Section (c)(7) of Rule 446 requires that a member's or member organization's business continuity plan address "critical constituent, bank and counter-party impact." This section requires companies to assess the impact that a significant business disruption would have and then address whether alternative measures might be more appropriate than wide, generic solutions. To comply with the rule, a business is responsible for identifying each relationship it deems critical.

For example, if an order is placed in New York for a transaction that must be executed on the Nikkei exchange, would a firm have the short-term ability to execute and post the transaction should there be a significant business disruption? The ability to recover business processes and IT assets associated with this scenario is ambitious, even for large firms that play significant roles in critical markets.

The requirement to conduct financial and operational risk assessments is another area that may pose a challenge to some companies. While financial risk assessments are routine in the securities industry, operational risk assessments may not occur as frequently or be as broad in investigative range. Some companies may be unsure of the scope required for an effective assessment. However, operational risks, which often result from corporate governance or internal control failures, can be as destructive as financial risks. Corporate America is littered with examples of small and large corporate failures to prove the point.

Further Federal Guidelines

Firms that are already subject to the NYSE and NASD rules also need to review their continuity plans to ensure they incorporate the practices outlined in the "Interagency Paper on Sound Practices to Strengthen the Resilience of the U.S. Financial System."

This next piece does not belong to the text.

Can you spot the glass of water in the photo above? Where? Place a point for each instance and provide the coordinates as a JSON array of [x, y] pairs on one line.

The Federal Reserve System, the Office of the Comptroller of the Currency and the SEC issued a final version of the paper that outlines three business continuity objectives for all financial services firms. Included in the paper are four "sound practices" that are intended to minimize the effects of a widespread disruption on critical financial markets, while supplementing existing policies and guidance from industry regulators and financial institutions. The federal agencies expect the objectives to be adopted by all financial firms and the sound practices to be adopted by core institutional clearing and settlement organizations and firms that have significant roles (those that "consistently clear or settle at least five percent of the value of transactions") in critical financial markets.

Impact on all Businesses

While these new requirements are clearly aimed at the securities industry's member firms, their impact is already being felt in other areas. The insurance, banking and energy industries are already subject to continuity oversight. Yet new rules are expected to become the norm for other industries that operate in a heightened threat environment, are considered critical to operation of the economy as a whole or have a direct impact on a large number of customers that individually cannot influence the design or deployment of continuity solutions. Market expectations are gradually rising to these new, higher standards.

Just as Sarbanes-Oxley and related laws were introduced to meet the needs of a changed operating environment, business continuity regulations are similar in nature -- they are responding to a changed threat environment that would have an enormous and significant market impact.

Critical elements of NYSE Rule 446 and NASD Rules 3510 and 3520, such as the requirement that companies address financial and operational risks, will become compliance templates. For example, companies seeking direction in complying with similar requirements, such as Section 404 of the Sarbanes-Oxley Act (which requires management to file an internal control report with the annual report), might want to consider adopting the rule's guidance.

The complexity of complying with the new rules should not be overlooked. Yet, it is clear that the SEC, NYSE and NASD are mandating companies adhere to never-before-seen higher standards to protect not only its members, member organizations and core systems and operations, but also the business' many constituents. Lastly, it serves notice to companies to avoid the risk of being viewed as less than proactive in addressing business continuity priorities.